= Martha Leeb Hadzi =

American art historian

Martha Leeb Hadzi (1919–2003) was an art historian and an archeologist.

==Early life and education==

Hadzi was born on December 24, 1919. She grew up in Montclair, New Jersey, United States, and graduated from the Beard School (now the Morristown-Beard School) in Orange, New Jersey in 1937. Hadzi then earned her bachelor's degree at Vassar College in Poughkeepsie, New York. She completed her master's degree at the Institute of Fine Arts at New York University in New York City and her PhD at Yale University in New Haven, Connecticut.

During her master's studies, Hadzi completed a Fulbright fellowship, and participated in an archeological excavation at Samothrace, a Greek island in the Mediterranean Sea. In 1955, the American Academy in Rome awarded her their Rome Prize, a fellowship for resident scholarship at the academy. She completed her PhD dissertation on sculptural portraits of Gallenius, a third century Roman emperor, during the fellowship.
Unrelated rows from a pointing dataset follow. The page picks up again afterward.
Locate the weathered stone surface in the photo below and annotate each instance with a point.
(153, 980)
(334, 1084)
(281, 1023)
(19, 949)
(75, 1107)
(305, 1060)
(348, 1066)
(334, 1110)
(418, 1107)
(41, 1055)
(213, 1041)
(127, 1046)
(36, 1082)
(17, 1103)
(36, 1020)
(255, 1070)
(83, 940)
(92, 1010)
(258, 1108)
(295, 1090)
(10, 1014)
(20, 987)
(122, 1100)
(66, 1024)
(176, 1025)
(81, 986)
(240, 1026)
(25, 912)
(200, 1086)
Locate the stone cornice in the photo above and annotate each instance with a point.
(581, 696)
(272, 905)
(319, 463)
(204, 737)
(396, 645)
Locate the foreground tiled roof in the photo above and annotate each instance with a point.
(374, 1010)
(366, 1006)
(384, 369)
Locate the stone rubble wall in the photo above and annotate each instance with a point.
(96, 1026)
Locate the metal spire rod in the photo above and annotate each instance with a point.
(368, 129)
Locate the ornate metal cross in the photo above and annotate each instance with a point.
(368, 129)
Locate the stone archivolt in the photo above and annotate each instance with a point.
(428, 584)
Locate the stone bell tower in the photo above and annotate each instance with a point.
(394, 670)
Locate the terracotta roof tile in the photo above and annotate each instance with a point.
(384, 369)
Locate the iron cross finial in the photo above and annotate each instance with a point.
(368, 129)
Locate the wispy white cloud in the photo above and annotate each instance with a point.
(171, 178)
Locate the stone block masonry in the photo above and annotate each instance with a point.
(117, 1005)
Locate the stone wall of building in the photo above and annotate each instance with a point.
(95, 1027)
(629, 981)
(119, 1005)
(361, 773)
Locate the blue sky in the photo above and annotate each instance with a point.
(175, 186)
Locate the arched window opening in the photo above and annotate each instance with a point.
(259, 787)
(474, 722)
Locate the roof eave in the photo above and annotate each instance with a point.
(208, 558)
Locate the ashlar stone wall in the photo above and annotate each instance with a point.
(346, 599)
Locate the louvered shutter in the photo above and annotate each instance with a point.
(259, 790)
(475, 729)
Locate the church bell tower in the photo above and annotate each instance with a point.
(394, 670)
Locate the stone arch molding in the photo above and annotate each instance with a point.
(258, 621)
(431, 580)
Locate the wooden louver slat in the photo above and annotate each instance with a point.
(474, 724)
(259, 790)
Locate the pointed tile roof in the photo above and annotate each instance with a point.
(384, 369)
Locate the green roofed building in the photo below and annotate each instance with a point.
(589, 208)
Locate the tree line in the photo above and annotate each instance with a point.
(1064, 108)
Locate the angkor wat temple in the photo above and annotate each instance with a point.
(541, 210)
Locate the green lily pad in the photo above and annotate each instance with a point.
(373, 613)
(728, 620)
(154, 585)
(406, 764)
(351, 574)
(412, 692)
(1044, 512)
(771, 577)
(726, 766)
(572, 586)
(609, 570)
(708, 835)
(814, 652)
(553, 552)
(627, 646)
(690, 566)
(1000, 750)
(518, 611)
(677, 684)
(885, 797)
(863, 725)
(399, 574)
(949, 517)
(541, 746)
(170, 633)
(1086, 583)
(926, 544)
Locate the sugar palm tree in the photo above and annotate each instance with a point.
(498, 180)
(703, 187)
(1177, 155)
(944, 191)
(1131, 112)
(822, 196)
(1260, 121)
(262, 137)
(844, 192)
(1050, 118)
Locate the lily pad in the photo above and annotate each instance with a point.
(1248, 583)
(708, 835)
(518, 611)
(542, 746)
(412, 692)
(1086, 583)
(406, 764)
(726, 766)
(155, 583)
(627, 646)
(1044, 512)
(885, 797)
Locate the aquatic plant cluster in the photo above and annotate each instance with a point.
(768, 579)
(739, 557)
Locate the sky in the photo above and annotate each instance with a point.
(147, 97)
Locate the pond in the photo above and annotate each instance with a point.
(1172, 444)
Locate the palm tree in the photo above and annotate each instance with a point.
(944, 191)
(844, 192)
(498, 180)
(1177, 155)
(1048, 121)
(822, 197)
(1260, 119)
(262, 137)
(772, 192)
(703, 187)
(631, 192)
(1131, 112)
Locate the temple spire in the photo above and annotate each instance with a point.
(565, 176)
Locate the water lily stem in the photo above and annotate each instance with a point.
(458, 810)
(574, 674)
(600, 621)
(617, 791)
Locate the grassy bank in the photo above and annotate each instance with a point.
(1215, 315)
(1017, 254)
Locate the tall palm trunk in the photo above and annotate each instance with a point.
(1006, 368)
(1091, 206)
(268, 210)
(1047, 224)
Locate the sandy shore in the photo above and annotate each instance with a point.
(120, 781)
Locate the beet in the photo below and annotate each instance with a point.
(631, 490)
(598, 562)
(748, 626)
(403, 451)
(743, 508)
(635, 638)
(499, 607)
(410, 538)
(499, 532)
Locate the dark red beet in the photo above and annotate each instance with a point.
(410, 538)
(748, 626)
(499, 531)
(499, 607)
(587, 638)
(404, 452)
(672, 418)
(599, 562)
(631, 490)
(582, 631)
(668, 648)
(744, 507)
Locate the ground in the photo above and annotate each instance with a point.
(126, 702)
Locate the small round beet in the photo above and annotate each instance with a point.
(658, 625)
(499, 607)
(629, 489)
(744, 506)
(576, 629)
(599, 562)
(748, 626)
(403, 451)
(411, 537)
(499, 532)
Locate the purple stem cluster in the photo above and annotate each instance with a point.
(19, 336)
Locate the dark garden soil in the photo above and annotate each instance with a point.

==Career in art history and archeology==

Hadzi served as the corresponding Italy editor for Art in America, an international magazine for contemporary art, and as a writer for Art Bulletin and Renaissance Quarterly. While working as a professor of art history, she taught classes at Bennett College. She also taught at four of the Seven Sisters: Vassar, Smith College, Wellesley College, and Mount Holyoke College. Hadzi achieved renown as an authority on ancient Greek art.

==Family==

In 1954, Hadzi married sculptor Dimitri Hadzi at the Campidoglio in Rome. They had two children together. Hadzi and Dimitri Hadzi later divorced during the 1980s.